In fact, when we heard Mr Sutcliffe present earlier in 2022, he was asked about the wildlife of The Wash, and responded that this was simply an “obstacle” that he would need to work around.
So let’s be clear, the claim that the barrage will protect The Wash’s wildlife is both baseless and insincere. It is a guess. A hope. Perhaps just a lie? Conversely, every major organisation with a history of conserving and enhancing The Wash is deeply concerned. The RSPB, The Wildfowl and Wetlands Trust, The Norfolk Wildlife Trust, and the Lincolnshire Wildlife Trust have already made a statement on this.
With such statements being made, I have become more interested in the proponents’ backgrounds. Centre Port is a new company. It was formed only in March 2022. Its website is a few months’ old. It has no track record of its own. We don’t know who its investors are, or even if it has any.
So we turn to its CEO, James Sutcliffe, whose LinkedIn page states he led Port Evolution Management for the prior 20 years. Port Evo does not have a website. The last set of accounts it submitted in the UK was for a “dormant company”. It doesn’t seem to have any employees. Sutcliffe is also a director of Baltic Gateway Ltd and Crystal Seas Ltd – two more new companies. Crystal Seas Ltd was formerly called Port Eco Agencies Ltd.
This is all rather opaque. It seems these proposals are being made by an individual with connections to a range of inactive entities, none of which have a publicly-available track record of delivery. I therefore do not find the proponents trustworthy, and certainly not credible enough to deliver such a scheme.
This blog has so far only scratched the surface of the issues with these proposals, focusing on the one closest to home – wildlife. Briefly, though, there are other important concerns.
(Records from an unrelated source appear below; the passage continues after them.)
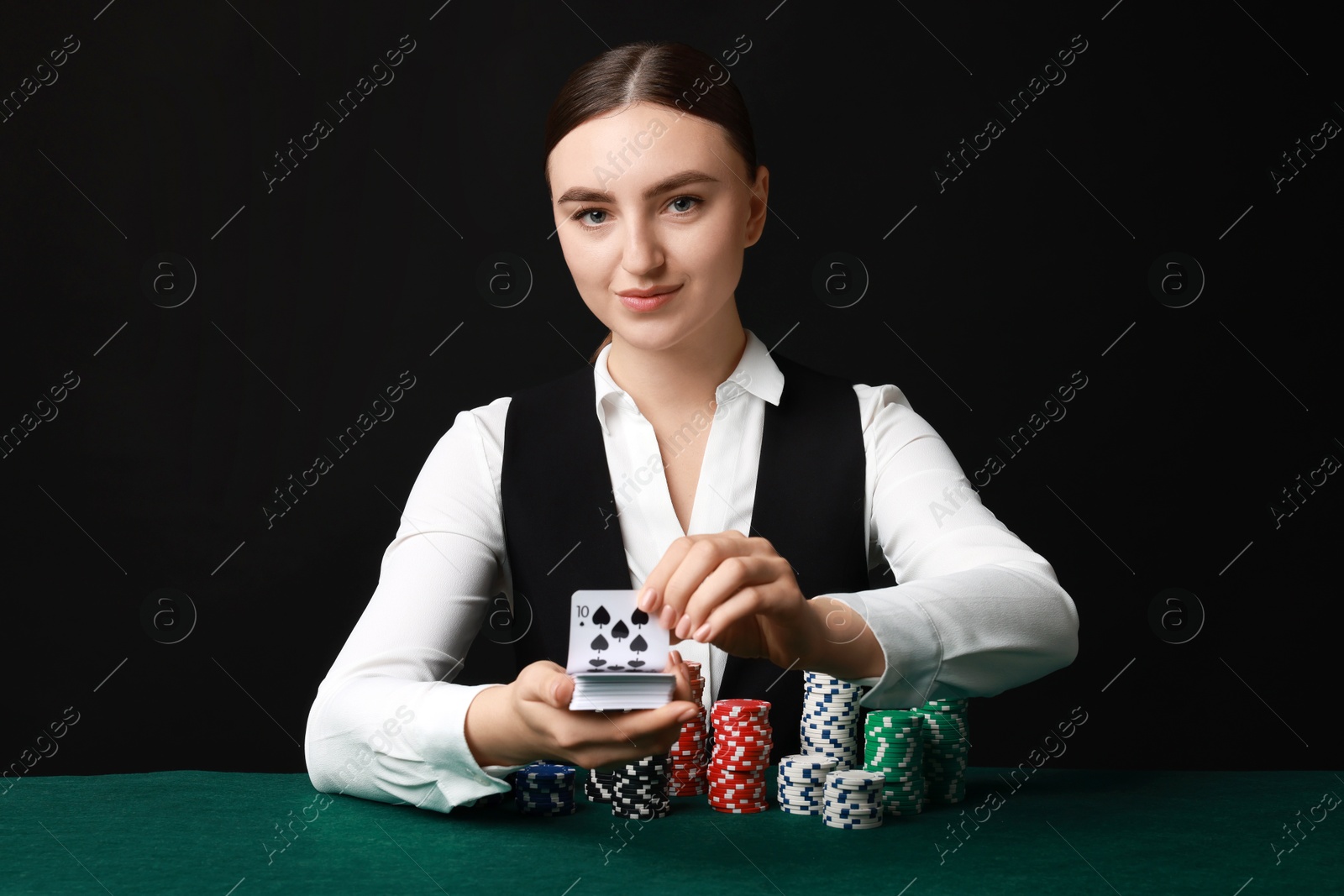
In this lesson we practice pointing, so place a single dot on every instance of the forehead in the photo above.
(629, 148)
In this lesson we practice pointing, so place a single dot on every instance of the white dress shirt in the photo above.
(976, 611)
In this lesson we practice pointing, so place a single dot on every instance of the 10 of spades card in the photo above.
(617, 654)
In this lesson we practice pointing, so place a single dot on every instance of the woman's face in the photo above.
(645, 199)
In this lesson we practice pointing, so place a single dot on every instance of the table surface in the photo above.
(1055, 832)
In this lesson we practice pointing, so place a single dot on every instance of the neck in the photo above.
(685, 375)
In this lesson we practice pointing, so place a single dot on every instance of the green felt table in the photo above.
(1057, 832)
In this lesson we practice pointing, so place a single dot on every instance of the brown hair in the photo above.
(656, 71)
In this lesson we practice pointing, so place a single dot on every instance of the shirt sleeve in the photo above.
(976, 610)
(387, 721)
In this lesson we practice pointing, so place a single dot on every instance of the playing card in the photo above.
(609, 633)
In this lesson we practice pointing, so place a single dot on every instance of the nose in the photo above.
(643, 249)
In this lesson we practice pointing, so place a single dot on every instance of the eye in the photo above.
(581, 212)
(581, 215)
(691, 199)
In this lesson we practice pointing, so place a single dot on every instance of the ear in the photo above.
(757, 207)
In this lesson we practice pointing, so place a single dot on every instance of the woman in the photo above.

I am alarmed by the impact that construction and maintenance of this vast infrastructure project would have on the local area. Then there is the idea that a road would be built across it, which could lead to hugely significant pressures on the road network in west and north Norfolk. The only plan of the scheme I have seen shows the road entering Norfolk into the middle of Hunstanton, which seems ridiculous. But where are the alternatives? Heacham village? Holme dunes? I personally can’t see any.
The estimated £2bn cost is also considered a joke by everyone except the developer. By comparison, it was estimated that the shelved Severn Barrage project would have cost £34bn – and that was in 2010.
Then there are concerns that The Wash is not deep enough at the point of the proposed deep sea port and will require ongoing dredging, another potentially highly damaging human interference into a delicate landscape.
Another major issue is that no one quite understands what happens to the water that otherwise would have entered The Wash every tide. Some tidal water will be allowed to enter to power the turbines, but not all of the existing volume. There are fears that this water would be pushed elsewhere, and could cause flooding further round the Norfolk coast and beyond.
To even start addressing these concerns is going to cost millions of pounds of feasibility work. I believe that this money could be spent much better elsewhere. I should stress that we share the proponents concern on the risks of climate change. However, the Wash Barrage proponents must realise that working with nature is the way forward, not working against it. I urge the proponents investors to reconsider, and to spend their time and money on projects with real benefits for people, wildlife, and climate.